Music was another key element in defining the identity of the film. Black, indigenous elements from the Pacific Colombian region’s musical tradition, such as the marimba instrument, and the voice of prominent Afro-Colombian musician Leonor Gonzalez Mina – known as the “la Negra Grande de Colombia” (Great Black Woman of Colombia) – blend in symphony. The soundtrack was created by L.A.-based Colombian film composer Juan Andrés Otálora.
Rincon feels that founding Fosfenos Media was the only option she and her sister had to produce the projects they wanted to create. A former journalist, Rincon reflects that her “natural inclination is to work as a scriptwriter,” and that having their own company allows her to follow through on their ideas.
Speaking to her role as Colombia’s first woman feature animation director, she says that, in her opinion, gender inequality can be addressed through state institutions by offering better education and funding. “To have more women working as directors and especially producers, we need more media education and places where young women can experiment and create.”
The lack of animation producers in general concerns her due to its impact on the future of the sector in the country: “Investing in more producers is essential. There are many creative talents in the country but few people have the knowledge and skills to get projects off the ground.”
Institutional support explains the recent growth of Colombian animation in the current decade. Many public subsidies are currently available for local animation companies, and the model is being explored by other Latin American countries.
Lila’s Book, for example, benefited a great deal from this support. With a modest budget of USD$1.5 million, the movie obtained seven grants for development, becoming the first film in the country to be financed mostly through public funding.
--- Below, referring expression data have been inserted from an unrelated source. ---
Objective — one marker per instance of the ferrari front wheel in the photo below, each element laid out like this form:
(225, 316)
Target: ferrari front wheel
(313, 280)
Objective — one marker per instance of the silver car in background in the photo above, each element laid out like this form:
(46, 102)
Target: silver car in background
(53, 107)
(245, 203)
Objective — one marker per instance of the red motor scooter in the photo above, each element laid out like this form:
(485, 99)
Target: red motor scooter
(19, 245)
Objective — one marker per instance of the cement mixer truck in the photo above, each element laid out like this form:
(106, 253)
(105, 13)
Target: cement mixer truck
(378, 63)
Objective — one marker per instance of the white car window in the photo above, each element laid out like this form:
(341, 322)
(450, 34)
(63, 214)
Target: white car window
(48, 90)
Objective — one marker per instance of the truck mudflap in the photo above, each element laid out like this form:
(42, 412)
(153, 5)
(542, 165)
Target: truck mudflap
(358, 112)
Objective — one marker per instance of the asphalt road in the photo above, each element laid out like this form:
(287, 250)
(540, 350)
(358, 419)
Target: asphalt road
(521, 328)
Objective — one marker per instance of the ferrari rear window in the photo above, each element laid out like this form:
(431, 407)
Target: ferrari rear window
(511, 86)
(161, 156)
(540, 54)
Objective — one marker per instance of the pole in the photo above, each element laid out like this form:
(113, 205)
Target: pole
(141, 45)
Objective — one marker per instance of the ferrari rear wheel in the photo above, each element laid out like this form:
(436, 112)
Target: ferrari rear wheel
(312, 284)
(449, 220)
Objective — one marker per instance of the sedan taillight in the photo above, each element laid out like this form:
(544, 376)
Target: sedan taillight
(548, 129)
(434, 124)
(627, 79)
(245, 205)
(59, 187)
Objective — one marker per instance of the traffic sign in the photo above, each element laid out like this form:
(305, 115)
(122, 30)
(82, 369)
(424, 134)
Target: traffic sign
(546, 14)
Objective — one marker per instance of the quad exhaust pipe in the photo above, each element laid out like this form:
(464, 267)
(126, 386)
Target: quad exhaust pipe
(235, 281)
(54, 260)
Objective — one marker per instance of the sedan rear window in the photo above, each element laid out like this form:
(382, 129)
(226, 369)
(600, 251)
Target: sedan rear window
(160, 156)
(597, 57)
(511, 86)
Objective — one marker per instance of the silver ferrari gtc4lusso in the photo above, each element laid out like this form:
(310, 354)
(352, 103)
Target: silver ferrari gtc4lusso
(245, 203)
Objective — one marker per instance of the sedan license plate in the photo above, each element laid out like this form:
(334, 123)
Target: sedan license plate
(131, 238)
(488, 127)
The film received strong support from the Colombian Ministry of Culture and Ministry of Information Technologies and Communication, who awarded it with four grants and four sets of prize money after winning awards. This amounted to more than any other national animated project to date, with most of the funding for Lila’s Book coming from public film programs and entities such as FDC-Proimagenes, Ibermedia Program, Parquesoft Pacífico, and Vivelab Project.
Rincon is optimistic about the influence of Lila’s Book on the professionalization of local animation teams. With no animation schools in Cali and few throughout the whole of Colombia, one of the main challenges during Lila’s creation was to train staff in the use of the film’s production software, Toon Boom Harmony.
The studio flew in the only available official Spanish-speaking trainer from Canada, the Mexican Miguel Ángel Martínez, to teach the team for several weeks. This experience also helped create a local community of Harmony-trained professionals, and many team members from Lila’s Book are now involved in other animation projects in the city.
Lila’s Book opens today in Colombia, with distribution in its home country by Cinecolor Films Colombia. The international premiere is set for next month at the 22nd Busan International Film Festival in South Korea, while international sales and distribution are being handled through Stuttgart-based Sola Media.